Q. How many years did it send back data?
A. Just over four Earth years. InSight landed on Mars on Nov. 26, 2018, and NASA announced that it had lost the signal from the lander on Dec. 21, 2022. The lander had been progressively losing power as dust covered its solar panels.
Q. What did scientists learn about Mars from the mission?
A. Earthquakes regularly occur on Mars. InSight detected more than 1,300 earthquakes, and dozens of them were interpreted to result from movement of molten rock in the subsurface.

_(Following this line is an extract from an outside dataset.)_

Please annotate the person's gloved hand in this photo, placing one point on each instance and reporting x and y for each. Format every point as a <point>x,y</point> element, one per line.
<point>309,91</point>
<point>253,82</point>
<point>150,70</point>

InSight also detected tremors caused by a meteoroid impact, the aftermath of which was then documented with satellite images. The impact excavated a small crater which revealed water ice near the surface, closer to the equator than had ever been detected. The ice was detected using color images from satellite. There are some subtle differences in the chemistry, but at first blush, it’s the same as water ice on Earth. But the biggest takeaway for scientists was actually not the earthquakes themselves, but what they reveal about the internal structure of the planet, including the thicknesses of the crust, mantle and core.
InSight wasn’t just looking down at the planet’s interior, but also up at the atmosphere, recording the most detailed weather data gathered from the ground for a full Mars year. As a secondary part of the science mission, InSight operated as a local weather station and recorded wind direction and speed, air temperature and pressure over a full year. NASA even made a nice dashboard that shows information not unlike what you would see in a TV weather forecast. There had never been this amount of data from the ground on Mars, so it will inform all kinds of studies of the atmosphere.
Q. Does this change and/or affirm what scientists thought they knew about the planet?
A. We had limited prior information about the Martian interior and especially the core. One line of thought held that the core had cooled and solidified in the distant past. Instead, the data from InSight suggest that the core is mostly liquid and is also less dense and larger than expected – 1,800 kilometers in radius, which is just over halfway out from the center of the planet. The similarities and differences between Mars, Earth and the other rocky bodies of the inner solar system all give us clues to how planets form and evolve.
We also tend to think of Mars as geologically dormant, and in some important ways it is. Yet InSight provided a fresh reminder that there are still interesting and active geologic processes happening on the planet.